Les essais cliniques de nouveaux médicaments sont cruciaux pour les compagnies pharmaceutiques, non seulement pour en vérifier l'innocuité et l'efficacité, mais aussi pour en faire la promotion auprès des médecins et même des patients.

Ces essais sont généralement financés par les entreprises elles-mêmes et moins souvent par des organismes indépendants. Leurs résultats peuvent faire l'objet de publication dans les grandes revues scientifiques (The Lancet, The British Journal of Medecine, The New England Journal of Medecine, The Journal of the American Medical Association [JAMA], The Canadian Medical Association Journal, etc.) et l'acceptation d'un article par ces revues prestigieuses leur confère une grande autorité.

Mais doit-on s'y fier ? De plus en plus de révélations ont mis en lumière ces dernières années des conflits d'intérêts non seulement dans le déroulement des essais cliniques, mais dans la publication de leurs résultats.

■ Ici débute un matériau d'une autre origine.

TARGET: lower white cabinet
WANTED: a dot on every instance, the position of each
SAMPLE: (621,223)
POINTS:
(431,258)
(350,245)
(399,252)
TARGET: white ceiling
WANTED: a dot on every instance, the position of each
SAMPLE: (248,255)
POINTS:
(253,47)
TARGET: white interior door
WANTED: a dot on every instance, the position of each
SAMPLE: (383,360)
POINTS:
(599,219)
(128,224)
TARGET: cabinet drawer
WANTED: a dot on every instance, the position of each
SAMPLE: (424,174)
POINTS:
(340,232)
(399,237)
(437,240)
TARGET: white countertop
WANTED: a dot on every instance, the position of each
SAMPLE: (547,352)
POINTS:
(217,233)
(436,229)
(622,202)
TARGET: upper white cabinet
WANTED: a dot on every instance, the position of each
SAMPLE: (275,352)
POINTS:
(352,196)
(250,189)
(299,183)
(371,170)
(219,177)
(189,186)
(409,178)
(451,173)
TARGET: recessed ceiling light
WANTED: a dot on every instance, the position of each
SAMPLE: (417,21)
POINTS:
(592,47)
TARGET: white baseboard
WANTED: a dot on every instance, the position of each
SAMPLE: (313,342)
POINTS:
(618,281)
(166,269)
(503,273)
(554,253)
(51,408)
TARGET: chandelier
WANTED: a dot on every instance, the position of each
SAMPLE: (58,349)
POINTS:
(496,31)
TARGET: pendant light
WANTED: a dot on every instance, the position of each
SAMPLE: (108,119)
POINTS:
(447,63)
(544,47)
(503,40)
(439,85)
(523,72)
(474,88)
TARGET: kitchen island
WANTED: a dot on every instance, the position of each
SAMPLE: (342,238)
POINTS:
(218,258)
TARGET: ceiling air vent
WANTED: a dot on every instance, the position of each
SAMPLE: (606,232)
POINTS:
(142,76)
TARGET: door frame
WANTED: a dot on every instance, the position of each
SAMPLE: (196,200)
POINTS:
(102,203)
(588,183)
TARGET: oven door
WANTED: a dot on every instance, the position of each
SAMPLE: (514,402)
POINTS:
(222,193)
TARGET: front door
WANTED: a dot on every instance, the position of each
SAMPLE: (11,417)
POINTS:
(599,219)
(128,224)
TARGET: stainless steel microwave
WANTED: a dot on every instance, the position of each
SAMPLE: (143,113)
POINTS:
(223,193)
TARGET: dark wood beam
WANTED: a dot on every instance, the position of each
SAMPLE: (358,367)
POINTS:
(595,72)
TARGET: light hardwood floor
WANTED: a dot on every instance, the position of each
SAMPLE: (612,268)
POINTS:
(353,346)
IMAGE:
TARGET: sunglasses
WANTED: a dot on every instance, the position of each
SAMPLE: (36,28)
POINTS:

Par exemple, dans son édition du 16 avril 2008, le JAMA a publié un article informant que Merck avait fait signer par des chercheurs universitaires soi-disant indépendants des études préparées par ses propres employés sur le médicament (aujourd'hui retiré) Vioxx ; un autre article du même numéro à propos d'une recherche commanditée sur la maladie d'Alzheimer dénonçait le trafic de données en vue de cacher les effets nocifs du médicament.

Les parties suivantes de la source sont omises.